Comment 52 for bug 1815989

Revision history for this message
Tobias Urdin (tobias-urdin) wrote :

The race exists for iptables_hybrid based deployments when live_migration_wait_for_vif_plug=true (default value) as well.

The source compute node does the pre live migration and waits for the network-vif-plugged which it receives, the live migration starts, the VM is resumed on destination but the destination compute node binds the port AFTER the instance has already been resumed.

To understand the race issue.

* The pre live migration is complete when source compute node gets network-vif-plugged event

2020-10-23 10:39:31.634 3460854 INFO nova.compute.manager [-] [instance: 9ef8fcee-c1cf-4d2e-8b14-2b43c31044f6] Took 2.83 seconds for pre_live_migration on destination host compute-02.
2020-10-23 10:39:32.200 3460854 DEBUG nova.compute.manager [req-7f2c3034-c0b4-4e6b-9209-280638dcd2e1 6283ca84a2ff4cc099fcfd8e50550910 3a28d0f6b65a44c2aa1bbffbfa8bb2ea - default default] [instance: 9ef8fcee-c1cf-4d2e-8b14-2b43c31044f6] Received event network-vif-plugged-f83f20ad-feff-4369-a752-a81964bcfd52 external_instance_event /usr/lib/python3.6/site-packages/nova/compute/manager.py:9273

* Then the instance is resumed on the destination compute node

2020-10-23 10:39:35.467 2082170 INFO nova.compute.manager [req-5c20ab33-21eb-48b8-950f-85807ebc1559 - - - - -] [instance: 9ef8fcee-c1cf-4d2e-8b14-2b43c31044f6] VM Resumed (Lifecycle Event)
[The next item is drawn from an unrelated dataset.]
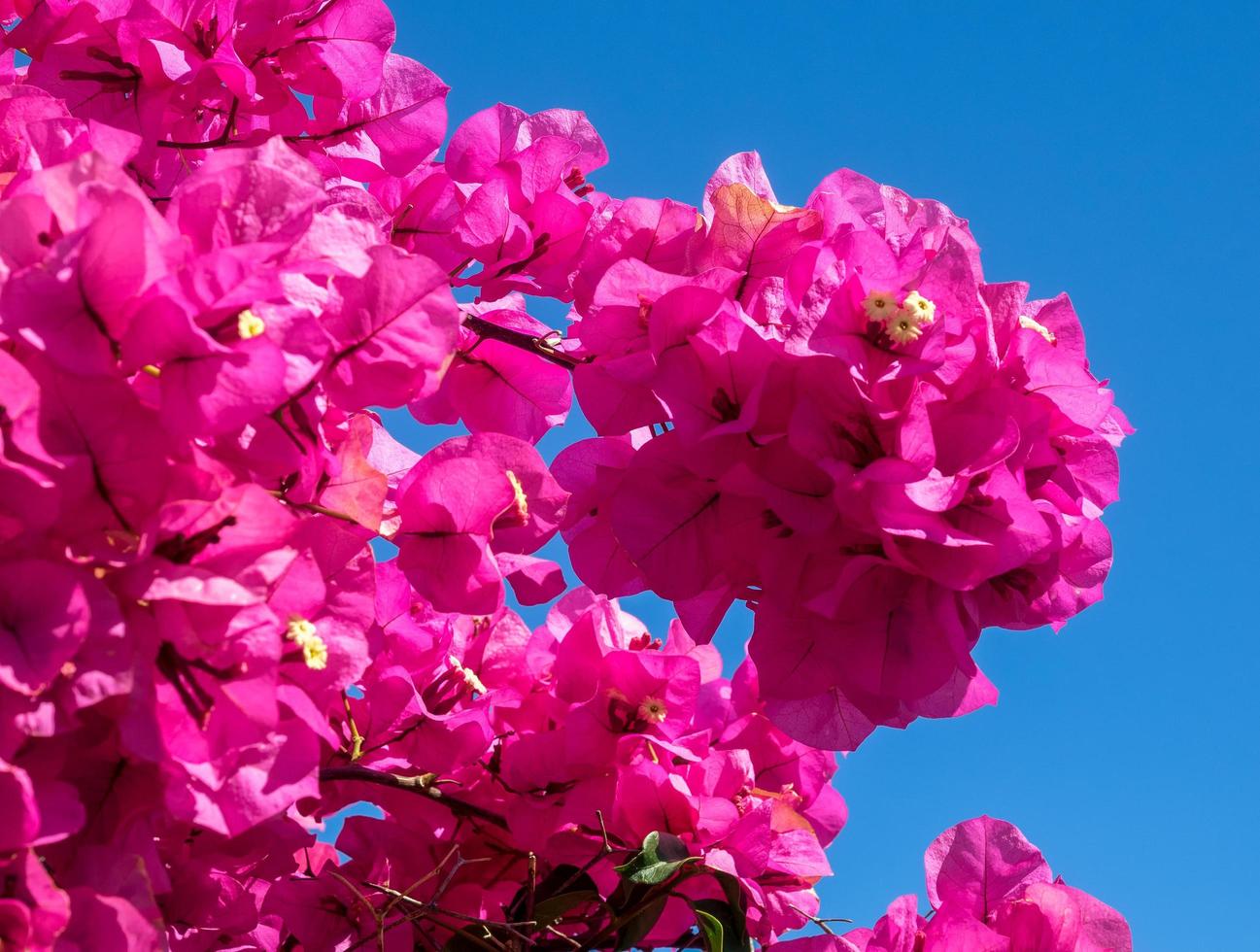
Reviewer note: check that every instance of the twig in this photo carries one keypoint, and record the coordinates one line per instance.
(569, 939)
(543, 347)
(424, 783)
(820, 923)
* But the port is not really updated or fixed on the destination compute node until after that

2020-10-23 10:39:37.504 2096718 DEBUG neutron.agent.resource_cache [req-3b8c2e3f-4e62-446b-b9db-f6bf12012ab0 f1fc63f1306549a0b1aba80875aac683 3a28d0f6b65a44c2aa1bbffbfa8bb2ea - - -] Resource Port f83f20ad-feff-4369-a752-a81964bcfd52 updated <a lot of port binding data here>

It also passes another round of fixing the port at

2020-10-23 10:39:37.859 2096718 INFO neutron.plugins.ml2.drivers.openvswitch.agent.ovs_neutron_agent [req-d0d6ab14-b56e-4d91-9030-7f422465f628 - - - - -] Port f83f20ad-feff-4369-a752-a81964bcfd52 updated

and the done line is not until

2020-10-23 10:39:38.572 2096718 INFO neutron.plugins.ml2.drivers.openvswitch.agent.ovs_neutron_agent [req-d0d6ab14-b56e-4d91-9030-7f422465f628 - - - - -] Configuration for devices up ['f83f20ad-feff-4369-a752-a81964bcfd52'] and devices down [] completed.

This means that there is a race of about ~3 seconds there when the instance is resumed vs when the port is bound.

Now the question is, nova is properly waiting for the network-vif-plugged event but that is not really the time when the port is ready, so is there any other event that we should/could wait for or is this a neutron issue in the end?